Alice had expected Maddy’s mother to be pretty, too, just so. Yet Maddy’s mother was sort of plain-slender enough to wear a two-piece, but tired-looking, as if being so thin and tanned had worn her out. Even her hair looked tired, like the “before” picture in a conditioner ad. There were mainly two kinds of mothers at St. William of York, mothers who worked and mothers who didn’t. But Maddy’s mom was the Mother Who Used to Work. That’s how she had introduced herself to Alice ’s mom, when she called the other day to ask a few questions about Ronnie. Alice knew what was said because she listened in on the extension. Just sometimes.

“I’m Maddy’s mother. I used to work-at Piper, Marbury?” Alice ’s mother made an “ah” sound, as if this were a good thing. She approved of Anything Creative, as she was always telling Alice. But Alice was surprised to find out that Maddy’s mom was a piper. She thought she had been a lawyer. She imagined Maddy’s mother in a green hat with a feather, leading the children out of Hamlin, along with the rats. No, the rats came first, the piper took the children later. Besides, Maddy’s mother must have been a piper in an orchestra to draw such an “ah” sound from Helen, not someone who just played on the street or in circuses. A mother who made music must be fun.

But Maddy’s Mother Who Used to Work had looked as if she had a headache from the moment the party started. Her forehead had four creases, like two equals signs, and there was a tiny set of parentheses at the bridge of her nose. These seemed to get deeper and deeper as the day wore on, and by the time it was time to open the presents, her face looked like a very hard math problem, maybe even algebra. St. William of York didn’t have a gifted program, but Sister Elizabeth had started giving Alice extra-credit homework in math. This was a secret. Alice wasn’t sure why. She thought it might be because she didn’t have a lot of secrets from her mother, who always seemed to know exactly what she was thinking. Other times, she thought her mom would be disappointed in her for liking math, which wasn’t creative and led to making money, which Helen Manning always said really was the root of all evil-not making money, but caring about it, counting it. When she first heard about the Root of All Evil, Alice had asked: “Is that near Route 40?” And her mother had laughed until she cried, then hugged her and said: “It’s not far, I’ll grant you that.” Later, Alice had tried to make her mother laugh that same way again, telling the same joke over and over, until Helen had snapped: “Don’t be such a pleaser, Alice. You weren’t put on this planet to make other people happy. Not even me. Especially me.”

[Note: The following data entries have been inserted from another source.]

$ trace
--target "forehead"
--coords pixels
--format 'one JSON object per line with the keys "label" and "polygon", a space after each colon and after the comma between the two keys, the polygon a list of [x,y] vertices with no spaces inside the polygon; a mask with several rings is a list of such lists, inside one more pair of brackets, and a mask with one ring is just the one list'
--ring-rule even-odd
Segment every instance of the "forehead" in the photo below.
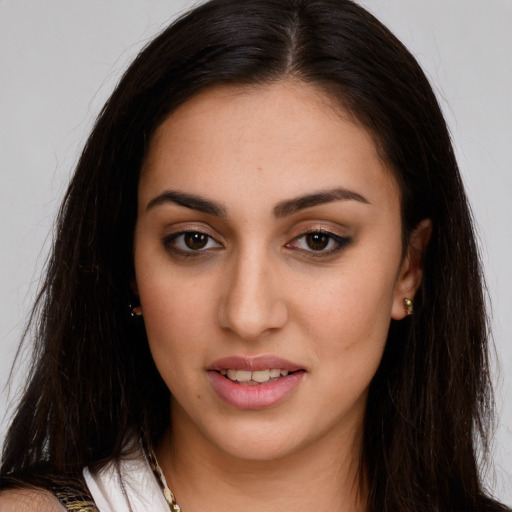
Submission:
{"label": "forehead", "polygon": [[274,202],[311,188],[356,188],[370,202],[397,184],[372,135],[324,91],[297,81],[217,86],[156,130],[140,198],[165,188]]}

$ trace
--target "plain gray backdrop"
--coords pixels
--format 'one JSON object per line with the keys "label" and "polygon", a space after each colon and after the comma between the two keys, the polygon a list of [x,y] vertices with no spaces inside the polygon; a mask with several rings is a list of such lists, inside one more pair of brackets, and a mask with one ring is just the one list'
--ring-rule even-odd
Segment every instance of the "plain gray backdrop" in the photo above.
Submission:
{"label": "plain gray backdrop", "polygon": [[[495,464],[486,478],[510,505],[512,0],[360,3],[418,58],[453,136],[478,227],[500,367],[494,371],[500,413]],[[0,0],[0,442],[9,409],[3,388],[78,152],[128,62],[191,5],[187,0]],[[11,399],[24,373],[21,364]]]}

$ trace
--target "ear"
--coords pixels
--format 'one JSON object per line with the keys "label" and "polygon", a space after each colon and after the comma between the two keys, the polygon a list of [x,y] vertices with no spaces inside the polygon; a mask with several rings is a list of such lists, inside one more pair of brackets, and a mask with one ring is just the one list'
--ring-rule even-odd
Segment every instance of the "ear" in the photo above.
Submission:
{"label": "ear", "polygon": [[401,320],[407,316],[404,299],[413,300],[423,278],[423,254],[432,234],[432,221],[423,219],[412,232],[400,273],[395,284],[391,318]]}

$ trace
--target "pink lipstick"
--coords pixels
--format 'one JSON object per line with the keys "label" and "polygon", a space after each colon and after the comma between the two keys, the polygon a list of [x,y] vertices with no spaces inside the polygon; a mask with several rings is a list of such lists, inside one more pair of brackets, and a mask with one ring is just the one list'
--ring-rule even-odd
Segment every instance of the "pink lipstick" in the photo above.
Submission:
{"label": "pink lipstick", "polygon": [[282,358],[231,356],[208,368],[213,389],[226,404],[239,409],[264,409],[287,398],[306,374]]}

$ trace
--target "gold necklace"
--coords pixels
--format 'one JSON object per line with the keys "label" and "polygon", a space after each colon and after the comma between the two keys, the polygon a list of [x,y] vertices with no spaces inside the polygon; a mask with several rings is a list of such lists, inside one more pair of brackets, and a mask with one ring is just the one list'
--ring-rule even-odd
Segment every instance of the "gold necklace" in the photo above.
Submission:
{"label": "gold necklace", "polygon": [[158,464],[158,460],[156,458],[155,452],[151,448],[151,445],[146,445],[146,443],[143,442],[141,438],[141,444],[144,454],[146,455],[146,459],[149,462],[149,466],[151,470],[153,471],[153,474],[156,477],[156,480],[158,484],[160,485],[160,488],[162,489],[164,493],[164,498],[167,504],[169,505],[169,510],[171,512],[181,512],[181,508],[176,502],[176,498],[174,497],[174,494],[172,493],[171,489],[169,489],[169,486],[167,485],[167,480],[165,479],[164,472],[162,471],[162,468],[160,467],[160,464]]}

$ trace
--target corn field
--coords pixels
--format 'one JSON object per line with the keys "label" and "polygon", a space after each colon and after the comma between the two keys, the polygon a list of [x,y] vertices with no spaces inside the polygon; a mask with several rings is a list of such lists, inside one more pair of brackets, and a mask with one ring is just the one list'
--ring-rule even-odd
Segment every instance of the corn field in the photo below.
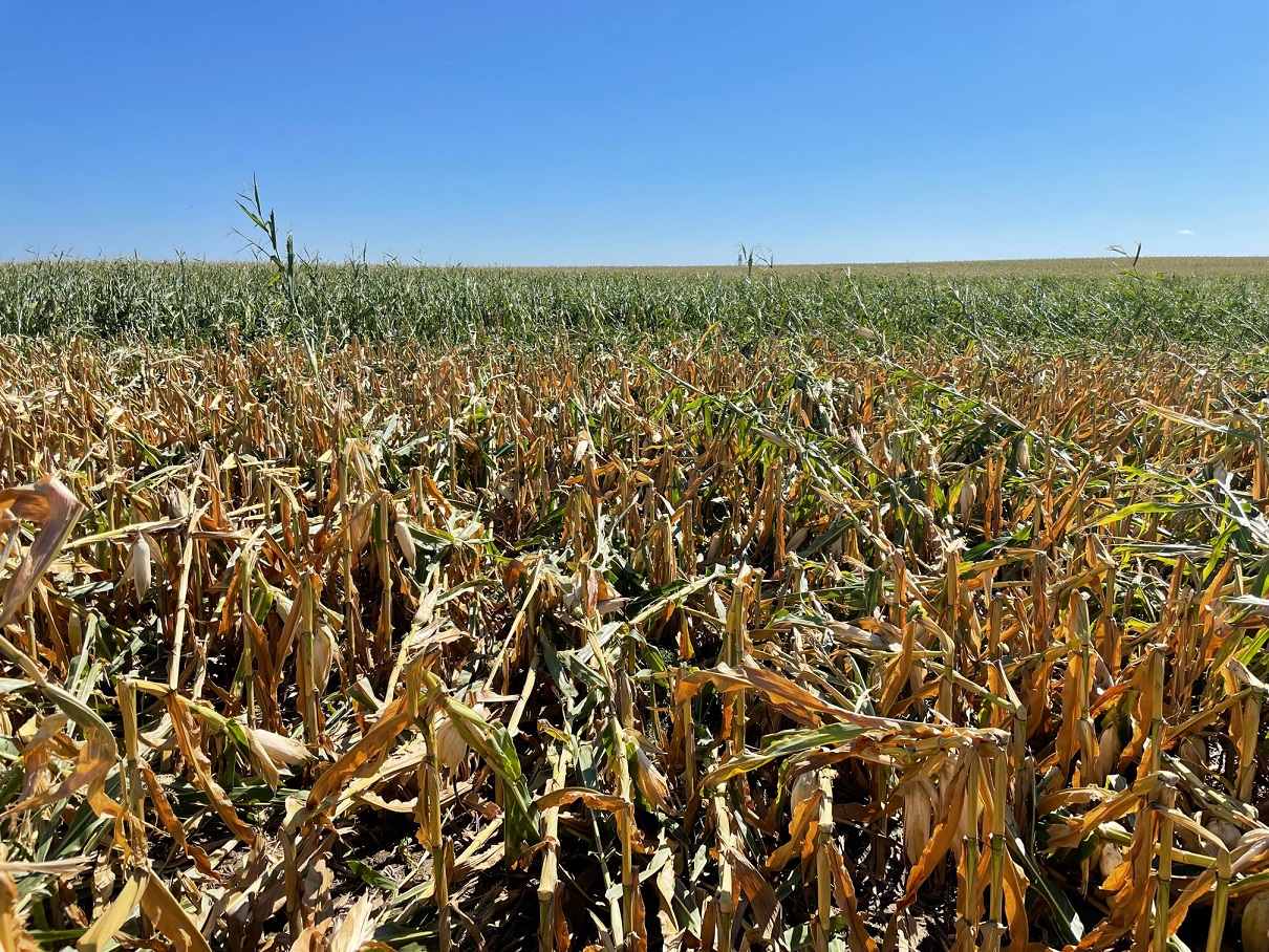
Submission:
{"label": "corn field", "polygon": [[0,947],[1264,952],[1256,352],[614,340],[0,345]]}

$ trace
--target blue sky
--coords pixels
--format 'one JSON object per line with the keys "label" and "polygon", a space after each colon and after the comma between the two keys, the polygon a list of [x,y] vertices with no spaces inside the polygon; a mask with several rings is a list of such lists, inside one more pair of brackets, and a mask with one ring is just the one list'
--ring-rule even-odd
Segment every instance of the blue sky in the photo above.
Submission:
{"label": "blue sky", "polygon": [[0,0],[0,259],[1269,254],[1269,4]]}

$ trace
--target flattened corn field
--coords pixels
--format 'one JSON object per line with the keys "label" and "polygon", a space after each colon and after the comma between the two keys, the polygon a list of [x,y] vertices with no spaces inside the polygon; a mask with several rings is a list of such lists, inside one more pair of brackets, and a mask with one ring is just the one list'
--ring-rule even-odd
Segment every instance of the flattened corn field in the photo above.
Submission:
{"label": "flattened corn field", "polygon": [[0,947],[1265,949],[1263,268],[266,279],[0,268]]}

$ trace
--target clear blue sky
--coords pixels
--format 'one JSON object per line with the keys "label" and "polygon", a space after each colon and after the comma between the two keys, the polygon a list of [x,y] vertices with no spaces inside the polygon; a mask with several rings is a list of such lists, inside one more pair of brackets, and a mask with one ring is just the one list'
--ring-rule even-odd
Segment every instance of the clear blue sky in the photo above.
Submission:
{"label": "clear blue sky", "polygon": [[1269,254],[1269,4],[0,0],[0,259]]}

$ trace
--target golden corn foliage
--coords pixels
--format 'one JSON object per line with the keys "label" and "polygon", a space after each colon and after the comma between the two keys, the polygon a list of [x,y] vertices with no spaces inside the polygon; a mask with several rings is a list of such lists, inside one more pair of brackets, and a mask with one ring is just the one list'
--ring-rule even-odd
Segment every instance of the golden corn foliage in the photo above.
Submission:
{"label": "golden corn foliage", "polygon": [[4,948],[1264,947],[1250,371],[0,357]]}

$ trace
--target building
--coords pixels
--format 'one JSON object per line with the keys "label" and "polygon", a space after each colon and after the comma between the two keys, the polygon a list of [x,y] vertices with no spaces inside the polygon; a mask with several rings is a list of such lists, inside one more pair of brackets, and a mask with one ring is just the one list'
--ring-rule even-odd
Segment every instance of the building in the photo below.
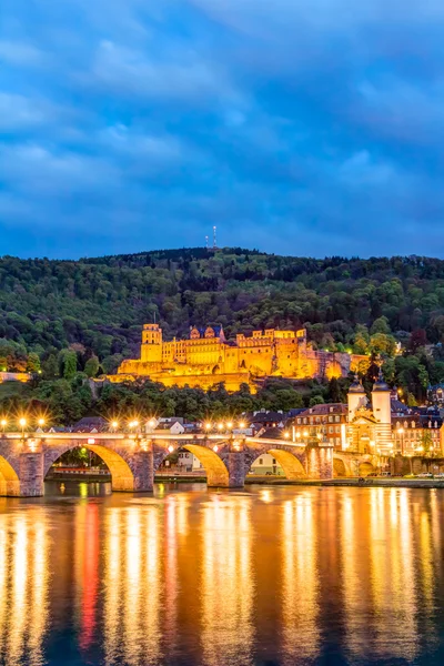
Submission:
{"label": "building", "polygon": [[346,448],[347,405],[322,404],[301,411],[293,420],[295,440],[319,438],[335,448]]}
{"label": "building", "polygon": [[268,376],[294,380],[346,376],[366,356],[312,350],[306,331],[253,331],[252,335],[225,339],[222,326],[190,330],[188,340],[164,341],[159,324],[144,324],[140,359],[123,361],[111,382],[148,379],[167,386],[210,389],[224,383],[238,391],[245,383],[252,390]]}
{"label": "building", "polygon": [[434,405],[444,405],[444,384],[434,384],[427,389],[427,400]]}
{"label": "building", "polygon": [[391,389],[384,382],[381,369],[373,384],[371,401],[367,400],[364,387],[356,377],[349,389],[347,396],[346,448],[381,455],[393,453],[391,400]]}
{"label": "building", "polygon": [[436,414],[403,414],[393,418],[394,453],[401,455],[443,454],[443,420]]}

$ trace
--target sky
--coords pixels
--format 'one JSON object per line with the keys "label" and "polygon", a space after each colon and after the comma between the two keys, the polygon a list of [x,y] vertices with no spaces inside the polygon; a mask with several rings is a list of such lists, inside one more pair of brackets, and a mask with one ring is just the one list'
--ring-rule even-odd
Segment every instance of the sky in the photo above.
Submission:
{"label": "sky", "polygon": [[2,0],[0,254],[444,258],[442,0]]}

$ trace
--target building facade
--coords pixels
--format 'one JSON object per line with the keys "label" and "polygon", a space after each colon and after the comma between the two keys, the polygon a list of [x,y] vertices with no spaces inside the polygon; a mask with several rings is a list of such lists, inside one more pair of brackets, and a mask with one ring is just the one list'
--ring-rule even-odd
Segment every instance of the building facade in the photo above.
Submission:
{"label": "building facade", "polygon": [[253,390],[266,376],[294,380],[346,376],[365,356],[312,350],[306,331],[253,331],[225,339],[222,326],[193,326],[188,340],[164,341],[159,324],[144,324],[140,359],[120,365],[112,382],[150,377],[167,386],[210,389],[223,382],[229,391],[241,384]]}
{"label": "building facade", "polygon": [[347,406],[342,403],[315,405],[297,414],[293,421],[294,440],[319,438],[335,448],[346,447]]}

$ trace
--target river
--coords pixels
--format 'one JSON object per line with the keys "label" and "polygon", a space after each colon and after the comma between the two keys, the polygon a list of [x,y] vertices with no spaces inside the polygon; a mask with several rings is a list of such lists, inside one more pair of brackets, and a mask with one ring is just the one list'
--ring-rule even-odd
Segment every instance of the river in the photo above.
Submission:
{"label": "river", "polygon": [[444,492],[0,498],[0,663],[444,663]]}

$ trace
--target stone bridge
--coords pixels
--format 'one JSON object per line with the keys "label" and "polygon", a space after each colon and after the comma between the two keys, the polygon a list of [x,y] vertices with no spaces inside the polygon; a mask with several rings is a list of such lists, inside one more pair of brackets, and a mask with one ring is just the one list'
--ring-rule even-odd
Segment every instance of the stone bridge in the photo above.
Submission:
{"label": "stone bridge", "polygon": [[201,461],[209,486],[243,487],[252,463],[264,453],[273,455],[289,480],[327,480],[334,470],[332,447],[284,440],[206,434],[9,433],[0,438],[0,495],[42,495],[51,465],[77,446],[93,451],[105,462],[113,491],[152,491],[155,471],[176,448],[185,448]]}

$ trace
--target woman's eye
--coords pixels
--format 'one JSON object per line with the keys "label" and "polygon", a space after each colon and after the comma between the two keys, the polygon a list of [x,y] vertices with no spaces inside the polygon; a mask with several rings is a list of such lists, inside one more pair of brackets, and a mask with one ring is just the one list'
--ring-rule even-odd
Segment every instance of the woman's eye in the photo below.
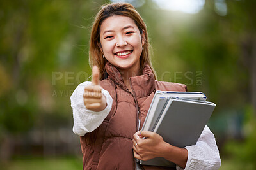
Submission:
{"label": "woman's eye", "polygon": [[112,36],[108,36],[105,37],[104,39],[107,39],[107,38],[112,38],[112,37],[113,37]]}
{"label": "woman's eye", "polygon": [[134,31],[129,31],[129,32],[126,32],[126,34],[132,34],[134,32],[135,32]]}

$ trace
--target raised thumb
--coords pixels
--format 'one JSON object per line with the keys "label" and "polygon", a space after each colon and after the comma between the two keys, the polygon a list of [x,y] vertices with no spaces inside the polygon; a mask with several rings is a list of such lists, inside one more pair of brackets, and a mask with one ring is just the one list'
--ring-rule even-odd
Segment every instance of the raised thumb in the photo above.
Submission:
{"label": "raised thumb", "polygon": [[99,85],[99,79],[100,76],[100,71],[97,66],[94,66],[92,67],[92,84]]}

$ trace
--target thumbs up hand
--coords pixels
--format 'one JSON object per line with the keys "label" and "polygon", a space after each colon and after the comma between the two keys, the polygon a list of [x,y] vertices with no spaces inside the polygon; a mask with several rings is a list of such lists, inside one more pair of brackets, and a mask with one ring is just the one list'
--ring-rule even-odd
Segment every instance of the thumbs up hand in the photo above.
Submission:
{"label": "thumbs up hand", "polygon": [[94,66],[92,68],[92,84],[84,88],[84,105],[93,111],[102,111],[107,106],[106,97],[101,92],[101,87],[99,85],[99,75],[98,67]]}

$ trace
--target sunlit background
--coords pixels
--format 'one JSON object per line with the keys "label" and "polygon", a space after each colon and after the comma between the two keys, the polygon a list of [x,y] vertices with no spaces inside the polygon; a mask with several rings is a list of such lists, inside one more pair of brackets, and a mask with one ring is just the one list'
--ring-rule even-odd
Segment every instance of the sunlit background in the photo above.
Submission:
{"label": "sunlit background", "polygon": [[[256,169],[256,1],[124,1],[147,24],[157,79],[217,104],[221,169]],[[0,1],[1,169],[82,169],[70,96],[90,80],[90,27],[108,2]]]}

Ronnie’s present was the next-to-last to be opened. The paper was red and there were creases in the wrong places, so everyone knew it had been taken off some other present, folded into a square, and reused. It wasn’t obviously Christmas paper-no Santas, no holly, no candy canes, just red-but still, everyone knew. The girl next to Wendy whispered something, who turned to tell Alice. Wendy’s mouth was tickling Alice ’s ear when the present emerged, and then everyone fell silent, so the secret was never shared.

“Isn’t that nice,” Maddy’s mother said, as she had said twelve times already, with just the same inflection.

Ronnie’s gift was a Barbie, and no one in the fifth grade at St. William of York had played with a Barbie, not in public, for at least a year. When they did play Barbie, they played Soap Opera Barbie, in which Ken gets Barbie pregnant and they then have lots of serious talks about what to do, and whether it was wrong to have so much sex, and how they would never do it again if God would just take the baby away. The whole point of Soap Opera Barbie was the beginning, where you put Ken on top of Barbie and had them make funny noises. But that was a secret game, played in twos. In public, the only proper response to a Barbie was polite boredom, as if you couldn’t quite remember what she was for. As if you’d never seen her under Ken, going Oh! Oh! Oh!